MAJALAH ICT – Jakarta. Menteri Komunikasi dan Informatika Tifatul Sembiring mengatakan hingga saat ini belum menerima laporan resmi terkait adanya situs Indonesia yang diretas oleh hacker asal Australia.
"Sejumlah pihak menyebutkan adanya perang di dunia maya untuk saling meretas situs antara hacker Indonesia dan Australia usai terungkapnya kasus penyadapan, namun hal itu masih katanya, belum ada laporan resmi," kata Tifatul Sembiring.
Menurut Tifatul jika ada laporan yang masuk secara resmi akan dapat ditindaklanjuti, namun jika sebatas asumsi susah untuk menyikapinya.
Tifatul menegaskan, aksi peretasan merupakan pelanggaran mengacu kepada Undang-Undang No 11 tahun 2008 tentang Informasi dan Transaksi Elektronik (ITE). "Tidak boleh ada pejabat yang menyerukan untuk melakukan peretasan," tegasnya.
Terkait antisipasi agar situs pemerintah di Tanah Air tidak mudah dibobol oleh peretas, Kominfo telah melakukan penguatan sistem.

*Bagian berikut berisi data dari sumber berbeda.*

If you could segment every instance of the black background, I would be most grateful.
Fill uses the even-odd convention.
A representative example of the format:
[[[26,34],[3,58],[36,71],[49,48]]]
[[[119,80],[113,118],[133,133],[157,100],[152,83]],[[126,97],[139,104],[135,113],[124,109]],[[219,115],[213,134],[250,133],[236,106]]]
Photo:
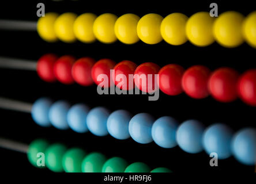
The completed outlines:
[[[244,1],[214,1],[219,5],[219,13],[236,10],[246,16],[255,10],[255,6]],[[118,3],[107,1],[24,1],[1,2],[0,18],[36,21],[36,5],[44,2],[46,12],[59,13],[74,12],[78,14],[92,12],[97,15],[112,13],[118,16],[131,13],[142,17],[155,13],[163,17],[174,12],[180,12],[187,16],[201,11],[210,10],[209,1],[130,1]],[[140,2],[140,3],[139,3]],[[0,56],[37,60],[46,53],[59,55],[70,54],[79,58],[91,56],[96,59],[110,58],[116,62],[130,60],[137,64],[146,62],[157,63],[160,67],[170,63],[180,64],[185,68],[204,64],[213,70],[228,66],[240,72],[256,67],[256,50],[244,43],[233,49],[220,46],[217,43],[205,48],[194,46],[189,41],[180,46],[172,46],[164,41],[156,45],[148,45],[142,41],[126,45],[119,41],[104,44],[99,41],[85,44],[79,41],[66,44],[61,41],[48,43],[41,40],[36,32],[0,31]],[[206,126],[214,122],[223,122],[234,132],[247,127],[255,127],[255,108],[244,104],[240,100],[223,103],[209,97],[203,99],[190,98],[185,94],[171,97],[160,92],[156,101],[148,101],[145,95],[98,95],[96,86],[85,87],[74,84],[69,86],[61,84],[47,83],[42,81],[35,72],[0,69],[0,96],[34,102],[43,96],[54,99],[66,99],[71,103],[84,102],[93,108],[104,106],[111,110],[126,109],[134,114],[141,112],[150,113],[156,118],[170,116],[180,122],[188,119],[201,121]],[[165,149],[153,142],[141,144],[131,139],[118,140],[111,136],[97,137],[91,133],[78,134],[54,128],[44,128],[35,124],[29,114],[0,110],[2,137],[29,143],[36,138],[44,137],[52,143],[61,141],[70,147],[79,146],[88,151],[99,151],[108,157],[121,156],[130,163],[144,162],[151,168],[166,167],[174,172],[191,171],[249,171],[254,172],[254,166],[239,163],[233,157],[219,160],[218,167],[210,167],[210,158],[202,152],[197,154],[185,152],[178,146]],[[5,172],[46,172],[32,166],[27,156],[11,151],[0,150],[0,165]]]

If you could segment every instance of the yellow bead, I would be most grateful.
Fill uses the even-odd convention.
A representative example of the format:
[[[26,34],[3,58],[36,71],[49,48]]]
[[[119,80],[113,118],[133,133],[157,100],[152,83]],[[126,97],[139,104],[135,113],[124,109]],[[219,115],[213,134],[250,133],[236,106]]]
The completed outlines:
[[[140,39],[148,44],[155,44],[163,40],[160,26],[162,16],[150,13],[143,16],[138,21],[137,32]]]
[[[129,13],[120,17],[115,24],[115,33],[118,40],[126,44],[132,44],[140,40],[137,34],[137,25],[140,17]]]
[[[54,24],[54,30],[59,40],[66,43],[76,41],[73,26],[76,18],[77,15],[73,13],[65,13],[58,17]]]
[[[54,22],[59,15],[56,13],[46,13],[37,21],[37,33],[46,41],[54,42],[58,40],[54,31]]]
[[[186,33],[189,40],[199,47],[212,44],[214,41],[212,33],[214,20],[208,12],[198,12],[191,16],[186,25]]]
[[[238,12],[227,12],[217,18],[213,25],[213,34],[220,44],[235,47],[244,41],[242,32],[244,16]]]
[[[77,18],[74,22],[74,33],[80,41],[92,43],[96,40],[92,29],[97,16],[93,13],[84,13]]]
[[[111,13],[99,16],[93,24],[93,33],[100,41],[110,44],[116,41],[115,34],[115,23],[117,17]]]
[[[179,45],[187,41],[186,23],[187,17],[179,13],[170,14],[161,24],[161,34],[164,40],[174,45]]]
[[[256,48],[256,12],[251,13],[245,19],[243,34],[247,43]]]

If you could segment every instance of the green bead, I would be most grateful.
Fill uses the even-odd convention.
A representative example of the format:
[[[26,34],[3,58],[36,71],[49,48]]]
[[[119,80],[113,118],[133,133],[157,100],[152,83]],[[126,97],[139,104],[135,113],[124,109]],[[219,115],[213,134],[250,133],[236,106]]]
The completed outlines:
[[[172,171],[166,167],[157,167],[152,170],[150,172],[172,172]]]
[[[92,152],[86,156],[82,163],[83,172],[101,172],[102,167],[107,160],[104,155],[98,152]]]
[[[128,163],[120,157],[113,157],[107,160],[102,167],[102,172],[123,172]]]
[[[81,172],[81,165],[85,152],[78,148],[68,150],[62,158],[62,166],[67,172]]]
[[[67,148],[62,144],[51,145],[46,150],[46,164],[54,172],[63,172],[62,158]]]
[[[40,154],[45,154],[45,151],[49,143],[44,139],[36,139],[30,143],[28,150],[28,159],[29,162],[35,167],[38,168],[44,168],[45,156]],[[39,154],[37,155],[37,154]],[[37,157],[37,156],[39,157]],[[37,164],[39,164],[38,166]]]
[[[149,172],[150,168],[142,162],[135,162],[128,166],[125,172]]]

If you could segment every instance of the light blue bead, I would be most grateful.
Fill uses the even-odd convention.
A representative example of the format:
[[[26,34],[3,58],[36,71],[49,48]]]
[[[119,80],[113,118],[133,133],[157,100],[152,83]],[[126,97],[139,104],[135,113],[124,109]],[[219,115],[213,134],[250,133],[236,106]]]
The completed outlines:
[[[107,120],[110,112],[103,107],[95,108],[87,114],[87,127],[93,134],[104,136],[108,134],[107,128]]]
[[[88,132],[86,117],[89,110],[89,108],[84,104],[76,104],[71,106],[67,115],[69,127],[78,133]]]
[[[54,127],[61,130],[69,128],[67,114],[70,107],[69,103],[65,101],[58,101],[52,104],[49,111],[49,118]]]
[[[153,140],[159,146],[170,148],[177,145],[176,131],[178,122],[169,116],[157,119],[153,124],[152,135]]]
[[[237,160],[246,165],[256,163],[256,129],[244,128],[234,136],[232,151]]]
[[[49,127],[51,125],[49,120],[49,109],[52,101],[48,98],[40,98],[35,102],[31,109],[33,120],[42,126]]]
[[[204,133],[204,148],[209,155],[216,152],[218,159],[226,159],[231,155],[232,136],[232,132],[227,125],[213,124]]]
[[[132,115],[125,110],[112,112],[108,117],[107,128],[110,134],[118,139],[126,139],[130,137],[129,122]]]
[[[197,120],[187,120],[178,128],[176,135],[178,145],[186,152],[196,154],[203,150],[202,135],[204,126]]]
[[[129,122],[130,135],[135,141],[147,144],[153,141],[151,129],[154,118],[148,113],[140,113],[135,115]]]

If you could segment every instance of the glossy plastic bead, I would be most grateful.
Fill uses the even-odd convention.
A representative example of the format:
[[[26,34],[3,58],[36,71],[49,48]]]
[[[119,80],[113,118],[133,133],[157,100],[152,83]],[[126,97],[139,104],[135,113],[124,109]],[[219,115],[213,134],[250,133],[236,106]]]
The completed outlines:
[[[182,78],[184,68],[175,64],[167,64],[161,68],[159,74],[159,88],[169,95],[176,95],[183,91]]]
[[[67,120],[69,127],[78,133],[88,132],[86,116],[89,110],[89,108],[82,103],[72,106],[67,114]]]
[[[86,153],[78,148],[68,150],[62,158],[62,166],[66,172],[81,172],[82,161]]]
[[[232,132],[222,124],[215,124],[209,126],[204,133],[203,145],[206,153],[215,152],[218,159],[224,159],[231,155]]]
[[[89,57],[80,58],[73,65],[71,74],[74,80],[84,86],[89,86],[93,83],[92,78],[92,68],[95,60]]]
[[[189,40],[194,45],[205,47],[214,41],[212,29],[215,18],[209,12],[198,12],[191,16],[186,25]]]
[[[58,101],[52,105],[49,110],[49,119],[56,128],[66,130],[69,129],[66,116],[70,106],[65,101]]]
[[[55,42],[58,40],[54,25],[58,16],[59,14],[56,13],[47,13],[44,17],[41,17],[38,20],[37,25],[38,34],[46,41]]]
[[[256,163],[256,130],[244,128],[233,137],[232,152],[235,157],[244,164],[254,166]]]
[[[236,99],[239,74],[235,70],[223,67],[213,72],[209,80],[211,95],[217,101],[230,102]]]
[[[220,14],[214,22],[213,34],[220,44],[235,47],[244,41],[242,32],[244,16],[236,12],[226,12]]]
[[[161,34],[168,44],[180,45],[187,41],[186,24],[188,17],[180,13],[170,14],[163,20]]]
[[[147,144],[153,141],[151,129],[154,118],[148,113],[135,115],[129,122],[130,135],[135,141],[141,144]]]
[[[89,154],[82,162],[82,172],[101,172],[102,167],[106,160],[106,156],[100,153]]]
[[[107,160],[102,167],[102,172],[123,172],[128,163],[120,157],[113,157]]]
[[[132,44],[140,40],[137,34],[137,25],[140,17],[128,13],[119,17],[115,24],[115,33],[118,39],[126,44]]]
[[[129,126],[132,115],[127,110],[118,110],[110,114],[107,121],[110,134],[115,139],[123,140],[130,137]]]
[[[74,33],[80,41],[91,43],[96,40],[93,25],[97,16],[91,13],[82,14],[74,22]]]
[[[156,44],[162,41],[160,26],[163,17],[155,13],[143,16],[138,21],[137,32],[140,39],[148,44]]]
[[[116,41],[115,23],[117,18],[111,13],[104,13],[97,17],[93,24],[93,30],[99,41],[106,44]]]
[[[190,97],[201,99],[209,95],[208,79],[210,71],[207,67],[197,65],[191,67],[184,73],[182,79],[182,87]]]
[[[202,135],[204,127],[197,120],[187,120],[178,128],[176,140],[179,146],[185,151],[197,154],[202,151]]]
[[[110,114],[109,110],[103,107],[95,108],[91,110],[86,117],[89,131],[97,136],[108,135],[107,121]]]
[[[54,23],[54,30],[59,40],[66,43],[76,40],[73,26],[77,17],[73,13],[65,13],[57,18]]]
[[[49,127],[51,125],[49,119],[49,110],[53,102],[47,98],[40,98],[36,100],[31,109],[33,120],[40,126]]]
[[[178,123],[173,118],[164,116],[155,121],[152,126],[153,140],[159,146],[171,148],[177,145],[176,131]]]

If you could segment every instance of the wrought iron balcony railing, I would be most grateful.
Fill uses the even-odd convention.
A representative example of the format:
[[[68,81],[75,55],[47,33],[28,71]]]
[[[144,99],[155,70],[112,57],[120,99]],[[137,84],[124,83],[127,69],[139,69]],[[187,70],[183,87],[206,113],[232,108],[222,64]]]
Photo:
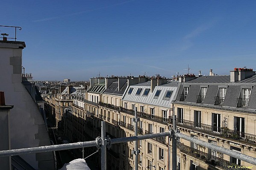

Pada tahun 2012 terjadi aksi dan upaya peretasan situs di Indonesia sebanyak 39 juta kali oleh hacker dari seluruh dunia, namun dapat ditangkal kendati ada beberapa situs pemerintah yang berhasil di jebol.
"Secara umum sudah ada peningkatan sistem keamanan, namun harus diakui kesadaran akan adanya upaya untuk peretasan masih lemah,” ujar Tifatul.
Sebagaimana diketahui, serangan perteas Indonesia ke Australia mendapat dukungan dari DPR dan juga pemerintah. Seperti terakhir disampaikan Staf Khusus Menteri Pemuda dan Olah Raga, Heru Nugroho. Heru yang juga aktif di APJII, dengan tegas mengatakan bahwa hacker Indonesia harus menyerang.
"Banci kalau mengaku hacker Indonesia tapi tak mau menyerang situs Australia dan Amerika Serikat," kata Heru. Ditambahkan Heru, gerakan para peretas itu akan berhenti dengan sendirinya setelah pemerintah Australia meminta maaf atas penyadapan yang telah dilakukannya terhadap negara tetangganya, Indonesia.
Dalam kesempatan itu, Heru yang juga merupakan pemiliki Melsa Net menegaskan bahwa hendaknya pihak kepolisian jangan menyalahkan para peretas ini karena telah menyerang sejumlah situs di Australia. "Anak-anak itu hanya membela bangsa dan negaranya, jangan disalahkan," tegas Heru.
Soal mata-mata dan penyadapan yang dilakukan beberapa negara terhadap Indonesia ditanggapi secara biasa-biasa saja oleh Pemerintah di bawah Presiden Susilo Bambang Yudhoyono. Reaksinya terhadap urusan negara nampak berbeda 1800 ketika SBY dikaitkan dengan isu Bunda Putri, dimana SBY nampakny begitu tegas. Ketidaktegasan pemerintah akan bangsanya yang diinjak-injak oleh negara lain, membuat para peretas Indonesia yang begerak. Minggu lalu ratusan situs Australia diganti tampilannya atau dideface, dengan harapan Australia meminta maaf terhadap Indonesia. Namun, maaf tak kunjung terucap. Hacker pun semalam kembali menyerang situs vital intelijen Australia www.asis.gov.au. Situs pun dibuat rontok oleh para hacker. Serangan tidak akan berhenti di sini, hari-hari ke depan, nampaknya serangan akan terus dilakukan.
Upaya hacker mendapat dukungan di sana-sini, termasuk wakil rakyat di DPR. Ketua DPR RI Marzuki Alie menyatakan pemerintah harus protes keras dan bersikap lebih tegas terkait isu penyadapan yang dilakukan oleh pemerintah Amerika Serikat (AS) dan Australia terhadap Indonesia. "Saya kira, kita perlu protes keras. Sebagai negara yang berdaulat harusnya kita punya sikap, dengan apa yang dilakukan intelijen luar negeri. Maka kita harus lebih tegas, lebih keras lagi," kata Marzuki.
Sementara itu, Wakil Ketua DPR Priyo Budi Santoso secara terang-terangan mendukung aksi para peretas. "Kalau kita dilakukan seperti ini, kalau perlu kita menghimpun 1000 hacker," kata Priyo. Menurut Priyo, perang di dunia maya, atau cyber war, tak terelakkan di dunia yang kian terkoneksi ini. "Saya kira perang cyber tidak terhindarkan. Saya tidak mau menyalahkan para hacker Indonesia," tandas Priyo.